Prattville Dragoons join Alabama SCV convention, highlight local history
Prattville Dragoons members met with Alabama SCV groups as the camp kept its focus on cemetery work, public programs and Civil War markers in Autauga County.

Members of Prattville Dragoons Camp 1524 joined the Alabama Division Sons of Confederate Veterans convention while continuing to place their heritage work in the center of Prattville’s public life. The camp used the gathering to reinforce a long-running effort that reaches beyond private remembrance and into cemetery maintenance, historical markers and community presentations tied to Autauga County’s Civil War past.
The Sons of Confederate Veterans says it was organized in Richmond, Virginia, in 1896 and describes itself as a non-political, historical, educational, fraternal, benevolent, non-racial and non-sectarian organization. Prattville Dragoons Camp 1524 is the Prattville-based unit in that organization, and its members trace their identity to the original Prattville Dragoons, a company formed on Dec. 8, 1860, in the west front parlor of the George L. Smith home, now the Prattaugian Museum.

That original unit later became Company H of the 3rd Alabama Cavalry under Gen. Joe Wheeler. In Prattville, that history remains visible in public space through a historic marker erected on April 26, 1916, by the Merrill E. Pratt Chapter U.D.C. The marker commemorates the site where the Dragoons assembled in April 1861 before leaving for war, tying the group’s story to a specific place in the city’s historic core.
Camp 1524 has also kept its work in cemeteries and memorial grounds. During Confederate History and Heritage Month, members placed more than 300 Confederate battle flags on graves at Oak Hill Cemetery in Prattville and at Confederate Memorial Park in Marbury. Those efforts have made the camp a recurring presence in local heritage observances, where history is carried out not just in speeches but in the upkeep of graves, markers and memorial spaces.

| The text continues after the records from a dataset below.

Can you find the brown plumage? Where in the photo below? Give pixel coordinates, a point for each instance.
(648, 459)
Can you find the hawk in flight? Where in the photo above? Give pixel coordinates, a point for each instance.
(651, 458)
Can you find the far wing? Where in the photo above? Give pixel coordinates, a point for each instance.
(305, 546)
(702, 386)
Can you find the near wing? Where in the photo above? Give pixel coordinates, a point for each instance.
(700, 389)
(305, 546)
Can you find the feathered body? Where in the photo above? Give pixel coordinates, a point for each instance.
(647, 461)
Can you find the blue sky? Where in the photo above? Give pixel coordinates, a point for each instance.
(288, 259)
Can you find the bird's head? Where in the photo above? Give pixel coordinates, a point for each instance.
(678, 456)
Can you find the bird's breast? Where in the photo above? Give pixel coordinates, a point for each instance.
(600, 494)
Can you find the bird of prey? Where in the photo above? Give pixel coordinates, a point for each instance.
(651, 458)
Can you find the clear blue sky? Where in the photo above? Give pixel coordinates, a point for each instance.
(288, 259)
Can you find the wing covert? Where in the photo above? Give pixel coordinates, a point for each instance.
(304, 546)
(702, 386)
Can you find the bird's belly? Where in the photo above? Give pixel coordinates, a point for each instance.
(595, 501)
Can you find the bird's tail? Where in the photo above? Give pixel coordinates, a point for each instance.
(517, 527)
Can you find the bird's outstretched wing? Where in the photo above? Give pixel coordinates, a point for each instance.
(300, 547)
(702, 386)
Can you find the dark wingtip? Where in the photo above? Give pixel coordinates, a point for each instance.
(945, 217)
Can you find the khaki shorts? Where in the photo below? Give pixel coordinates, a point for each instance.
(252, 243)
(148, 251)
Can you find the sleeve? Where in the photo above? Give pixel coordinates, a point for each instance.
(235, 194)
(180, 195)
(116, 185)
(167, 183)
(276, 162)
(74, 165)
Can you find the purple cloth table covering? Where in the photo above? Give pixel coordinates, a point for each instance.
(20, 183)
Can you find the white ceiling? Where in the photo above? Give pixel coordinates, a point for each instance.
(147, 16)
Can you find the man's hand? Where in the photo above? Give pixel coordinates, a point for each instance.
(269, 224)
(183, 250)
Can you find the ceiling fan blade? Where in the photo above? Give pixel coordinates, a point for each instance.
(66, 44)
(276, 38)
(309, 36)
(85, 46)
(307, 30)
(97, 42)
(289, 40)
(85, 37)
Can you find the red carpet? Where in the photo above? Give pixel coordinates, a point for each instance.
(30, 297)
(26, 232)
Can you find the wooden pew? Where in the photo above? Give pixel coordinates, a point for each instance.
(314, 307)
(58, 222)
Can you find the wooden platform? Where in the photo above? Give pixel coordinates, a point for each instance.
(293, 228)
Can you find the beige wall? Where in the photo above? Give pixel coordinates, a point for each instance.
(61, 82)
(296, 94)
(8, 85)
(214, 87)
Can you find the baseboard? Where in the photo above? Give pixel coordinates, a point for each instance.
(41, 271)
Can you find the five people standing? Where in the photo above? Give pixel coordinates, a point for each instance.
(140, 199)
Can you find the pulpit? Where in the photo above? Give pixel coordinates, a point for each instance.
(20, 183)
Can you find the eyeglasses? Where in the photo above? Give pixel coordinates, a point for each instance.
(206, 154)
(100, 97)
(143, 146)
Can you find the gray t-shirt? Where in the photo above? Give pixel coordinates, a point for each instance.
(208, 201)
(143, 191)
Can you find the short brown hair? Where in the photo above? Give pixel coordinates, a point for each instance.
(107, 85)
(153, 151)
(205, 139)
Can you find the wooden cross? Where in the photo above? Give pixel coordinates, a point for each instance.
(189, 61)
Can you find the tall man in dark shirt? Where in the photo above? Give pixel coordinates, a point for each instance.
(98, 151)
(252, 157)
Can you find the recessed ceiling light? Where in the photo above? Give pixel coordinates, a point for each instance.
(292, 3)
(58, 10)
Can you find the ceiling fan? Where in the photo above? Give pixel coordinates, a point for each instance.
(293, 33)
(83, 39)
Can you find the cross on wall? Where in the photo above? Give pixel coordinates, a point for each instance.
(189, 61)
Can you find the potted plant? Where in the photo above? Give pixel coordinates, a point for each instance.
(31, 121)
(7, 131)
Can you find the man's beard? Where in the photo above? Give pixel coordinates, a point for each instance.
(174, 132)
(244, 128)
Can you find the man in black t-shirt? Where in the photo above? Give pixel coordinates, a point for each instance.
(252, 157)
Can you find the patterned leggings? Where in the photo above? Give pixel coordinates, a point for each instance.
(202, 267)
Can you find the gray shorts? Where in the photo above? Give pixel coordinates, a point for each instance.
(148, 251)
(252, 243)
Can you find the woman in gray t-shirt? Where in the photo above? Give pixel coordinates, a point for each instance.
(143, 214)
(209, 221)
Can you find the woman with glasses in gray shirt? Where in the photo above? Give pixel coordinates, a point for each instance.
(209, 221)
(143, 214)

The group has also appeared in civic and genealogical programming. An Autauga Genealogical Society program identified Sam Reid, a member of Prattville Dragoons SCV Camp 1524, as speaking on “Autauga County Confederates.” That kind of public presentation shows how the camp has continued to use local venues to advance its interpretation of Autauga County history, keeping Confederate heritage activity visible in the county’s civic calendar and in the places residents still pass every day.